Turing Award winner Geoffrey Hinton famously said "To deal with a 14-dimensional space, visualize a 3-D space and say 'fourteen' to yourself very loudly." While funny, this advice is unfortunately not practically useful. What is practical, however, is using an embedding space visualizer to orient yourself in vector space.
Embeddings encode semantic information about objects into Euclidean space. When you encode two documents of text, say document $d_1$ and document $d_2$, with an embedding service like Open AI, you can use vector operations to answer questions about the documents.
While vector operations are fun, they can be hard to interpret. Embedding visualization lets you see the relationships between your vectors through a human interpretable lens. Since embeddings are vectors that represent your text, they also shine light onto the hidden relationships between documents in your text dataset.

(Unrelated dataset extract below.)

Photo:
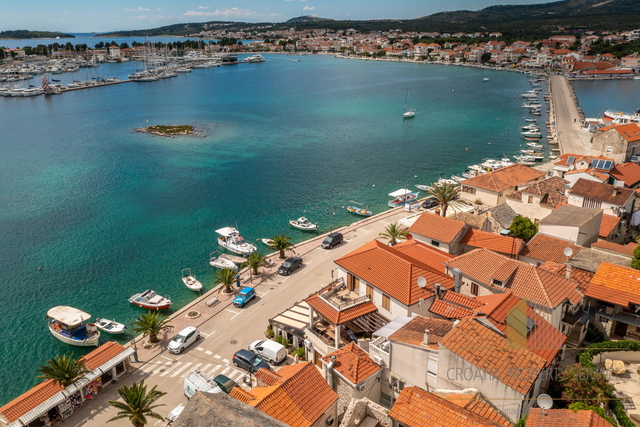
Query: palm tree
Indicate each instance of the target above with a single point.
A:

First obtain embeddings from OpenAI. You can use the example in this notebook to get started.
import openai
embedding = openai.Embedding.create(
input="Your text goes here", model="text-embedding-ada-002"
)["data"][0]["embedding"]
In this blog post, we will demonstrate visualizing random embeddings allowing you to copy-paste code and get running quickly. Substituting embeddings obtained with your OpenAI API key will work as well. Once you have embeddings, send them over to Atlas. Atlas is a machine learning tool used to visualize large unstructured datasets of embeddings, text and images.
import nomic
from nomic import atlas
import numpy as np
num_embeddings = 1000
embeddings = np.random.rand(num_embeddings, 256)
project = atlas.map_embeddings(
embeddings=embeddings
)
Atlas produces a two-dimensional map of the embeddings. In the above, example we used random 256 dimensional embeddings sampled from a Gaussian distribution with mean zero.
If you used OpenAI embeddings, your embedding visualization will look like this. Notice, it is made up of clusters. Each cluster represents a subset of embeddings that is grouped together for some semantic reason. You can manually hover over the points to see the text and try to figure out why OpenAI's embedding model views the cluster of embeddings as similar. Atlas will also automatically find clusters of similar embeddings and attempt to summarize them for you.